WASHINGTON – A national association of federal judges has called an emergency meeting Tuesday to address growing concerns about the intervention of Justice Department officials and President Donald Trump in politically sensitive cases, the group’s president said Monday.
Philadelphia U.S. District Judge Cynthia Rufe, who heads the independent Federal Judges Association, said the group “could not wait” until its spring conference to weigh in on a deepening crisis that has enveloped the Justice Department and Attorney General William Barr.
“There are plenty of issues that we are concerned about,” Rufe told USA TODAY. “We’ll talk all of this through.”

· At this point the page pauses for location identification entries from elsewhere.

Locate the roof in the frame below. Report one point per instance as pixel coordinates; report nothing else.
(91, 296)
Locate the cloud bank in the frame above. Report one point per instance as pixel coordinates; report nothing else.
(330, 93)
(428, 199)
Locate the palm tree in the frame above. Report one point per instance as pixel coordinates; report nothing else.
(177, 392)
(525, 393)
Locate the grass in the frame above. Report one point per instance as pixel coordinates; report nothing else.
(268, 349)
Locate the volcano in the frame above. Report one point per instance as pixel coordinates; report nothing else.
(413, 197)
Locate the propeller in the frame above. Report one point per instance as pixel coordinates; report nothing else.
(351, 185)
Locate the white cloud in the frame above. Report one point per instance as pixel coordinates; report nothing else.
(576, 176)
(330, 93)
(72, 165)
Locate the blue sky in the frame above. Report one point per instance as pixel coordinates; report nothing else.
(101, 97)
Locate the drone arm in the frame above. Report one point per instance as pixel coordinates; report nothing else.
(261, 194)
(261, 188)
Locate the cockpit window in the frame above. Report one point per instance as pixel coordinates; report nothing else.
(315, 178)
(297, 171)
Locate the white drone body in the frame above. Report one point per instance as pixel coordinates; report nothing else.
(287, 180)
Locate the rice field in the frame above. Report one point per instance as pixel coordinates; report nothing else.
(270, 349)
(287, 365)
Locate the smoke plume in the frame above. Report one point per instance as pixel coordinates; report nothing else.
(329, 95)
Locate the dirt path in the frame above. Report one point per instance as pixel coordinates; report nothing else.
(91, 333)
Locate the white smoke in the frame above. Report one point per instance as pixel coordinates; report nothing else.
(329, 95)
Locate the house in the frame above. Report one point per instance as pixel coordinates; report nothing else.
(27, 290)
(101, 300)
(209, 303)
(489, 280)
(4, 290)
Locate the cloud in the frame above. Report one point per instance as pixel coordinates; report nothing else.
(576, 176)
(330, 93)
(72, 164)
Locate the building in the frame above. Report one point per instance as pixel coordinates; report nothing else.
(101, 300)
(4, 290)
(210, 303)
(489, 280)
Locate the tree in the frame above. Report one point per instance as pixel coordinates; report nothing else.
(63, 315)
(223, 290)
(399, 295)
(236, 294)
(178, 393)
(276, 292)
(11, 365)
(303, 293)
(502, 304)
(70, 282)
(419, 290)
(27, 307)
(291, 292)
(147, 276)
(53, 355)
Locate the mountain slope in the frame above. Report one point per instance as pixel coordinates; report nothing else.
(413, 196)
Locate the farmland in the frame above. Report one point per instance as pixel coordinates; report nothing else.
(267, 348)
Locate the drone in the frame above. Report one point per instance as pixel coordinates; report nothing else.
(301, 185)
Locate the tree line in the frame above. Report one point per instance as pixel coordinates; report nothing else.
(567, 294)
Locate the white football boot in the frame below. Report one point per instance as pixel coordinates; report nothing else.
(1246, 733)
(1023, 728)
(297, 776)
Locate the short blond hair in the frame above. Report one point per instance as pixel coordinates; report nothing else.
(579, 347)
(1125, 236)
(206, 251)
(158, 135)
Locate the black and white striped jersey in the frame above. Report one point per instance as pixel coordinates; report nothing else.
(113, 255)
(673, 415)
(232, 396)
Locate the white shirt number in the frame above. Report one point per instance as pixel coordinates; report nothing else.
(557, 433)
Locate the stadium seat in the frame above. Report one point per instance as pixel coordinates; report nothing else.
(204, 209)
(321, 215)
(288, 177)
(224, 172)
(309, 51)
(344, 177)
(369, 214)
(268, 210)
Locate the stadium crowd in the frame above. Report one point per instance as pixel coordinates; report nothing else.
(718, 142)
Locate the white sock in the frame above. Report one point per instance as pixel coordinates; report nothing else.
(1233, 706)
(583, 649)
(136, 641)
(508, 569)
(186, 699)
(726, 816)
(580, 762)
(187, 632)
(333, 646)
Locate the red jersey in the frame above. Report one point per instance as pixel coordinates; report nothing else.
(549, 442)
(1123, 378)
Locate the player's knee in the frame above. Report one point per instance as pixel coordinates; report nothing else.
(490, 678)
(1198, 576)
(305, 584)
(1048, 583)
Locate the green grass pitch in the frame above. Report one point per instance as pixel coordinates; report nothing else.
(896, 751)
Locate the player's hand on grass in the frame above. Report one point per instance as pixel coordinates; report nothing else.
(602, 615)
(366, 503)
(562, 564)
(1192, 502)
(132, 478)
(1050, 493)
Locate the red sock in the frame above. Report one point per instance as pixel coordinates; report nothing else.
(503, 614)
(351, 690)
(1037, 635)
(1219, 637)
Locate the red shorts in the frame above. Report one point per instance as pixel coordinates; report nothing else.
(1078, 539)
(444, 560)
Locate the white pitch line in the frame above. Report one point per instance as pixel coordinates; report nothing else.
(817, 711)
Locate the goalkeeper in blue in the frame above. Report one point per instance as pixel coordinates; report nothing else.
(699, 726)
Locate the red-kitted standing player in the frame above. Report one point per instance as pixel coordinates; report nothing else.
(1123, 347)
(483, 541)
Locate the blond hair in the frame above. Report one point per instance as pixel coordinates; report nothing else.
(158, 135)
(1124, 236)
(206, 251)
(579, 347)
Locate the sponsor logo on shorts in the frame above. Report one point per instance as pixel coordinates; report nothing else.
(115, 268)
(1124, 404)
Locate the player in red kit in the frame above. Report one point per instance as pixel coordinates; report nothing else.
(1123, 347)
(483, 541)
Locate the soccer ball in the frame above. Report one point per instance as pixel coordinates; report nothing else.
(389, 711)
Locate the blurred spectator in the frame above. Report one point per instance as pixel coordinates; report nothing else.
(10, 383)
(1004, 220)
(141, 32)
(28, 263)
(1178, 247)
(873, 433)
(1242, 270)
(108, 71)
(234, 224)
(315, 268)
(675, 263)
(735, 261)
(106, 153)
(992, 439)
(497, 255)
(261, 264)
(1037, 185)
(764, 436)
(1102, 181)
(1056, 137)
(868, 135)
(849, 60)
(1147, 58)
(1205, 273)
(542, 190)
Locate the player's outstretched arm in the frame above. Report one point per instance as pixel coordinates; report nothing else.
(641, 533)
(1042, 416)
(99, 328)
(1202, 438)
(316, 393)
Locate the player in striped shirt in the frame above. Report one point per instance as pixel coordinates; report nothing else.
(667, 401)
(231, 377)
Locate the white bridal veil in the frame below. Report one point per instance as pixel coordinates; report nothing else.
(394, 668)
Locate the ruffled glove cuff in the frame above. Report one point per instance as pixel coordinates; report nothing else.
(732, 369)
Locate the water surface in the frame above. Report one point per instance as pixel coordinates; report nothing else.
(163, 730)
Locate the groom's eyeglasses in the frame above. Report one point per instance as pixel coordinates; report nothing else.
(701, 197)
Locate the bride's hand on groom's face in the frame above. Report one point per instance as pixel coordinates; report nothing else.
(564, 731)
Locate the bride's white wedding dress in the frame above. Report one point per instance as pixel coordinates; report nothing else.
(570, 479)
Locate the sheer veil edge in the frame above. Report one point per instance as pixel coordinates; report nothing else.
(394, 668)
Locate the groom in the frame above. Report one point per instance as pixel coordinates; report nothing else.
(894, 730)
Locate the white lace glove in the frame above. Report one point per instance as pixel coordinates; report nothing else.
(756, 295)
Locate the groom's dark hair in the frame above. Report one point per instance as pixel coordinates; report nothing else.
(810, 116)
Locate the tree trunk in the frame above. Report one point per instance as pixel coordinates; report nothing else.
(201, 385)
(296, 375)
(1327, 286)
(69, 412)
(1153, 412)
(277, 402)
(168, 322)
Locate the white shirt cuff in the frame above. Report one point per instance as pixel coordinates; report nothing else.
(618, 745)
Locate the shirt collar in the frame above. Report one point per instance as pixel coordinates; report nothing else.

Rufe, nominated to the bench by President George W. Bush, said the group of more than 1,000 federal jurists called for the meeting last week after Trump criticized prosecutors' initial sentencing recommendation for his friend Roger Stone and the Department of Justice overruled them.
Trump also took a swipe at the federal judge who is set to preside at Stone’s sentencing hearing Thursday.
“Is this the judge that put Paul Manafort in SOLITARY CONFINEMENT, something not even mobster Al Capone had to endure?” Trump tweeted last week, referring to U.S. District Judge Amy Berman Jackson. “How did she treat Crooked Hillary Clinton? Just asking!"
Jackson jailed Manafort, Trump's former campaign chairman, prior to his convictions in two separate financial fraud cases after he sought to tamper with potential witnesses.
Rufe said the judges' association is “not inclined to get involved with an ongoing case,” but she voiced strong support for Jackson.
“I am not concerned with how a particular judge will rule,” Rufe said, praising Jackson's reputation. “We are supportive of any federal judge who does what is required.”
The unusual concern voiced by the judges’ group comes in the wake of an equally unusual protest. More than 2,000 former Justice Department officials called on Barr to resign Sunday, claiming his handling of the Stone case "openly and repeatedly flouted" the principle of equal justice.
"Although there are times when political leadership appropriately weighs in on individual prosecutions, it is unheard of for the department’s top leaders to overrule line prosecutors, who are following established policies, in order to give preferential treatment to a close associate of the president, as Attorney General Barr did in the Stone case," the letter reads.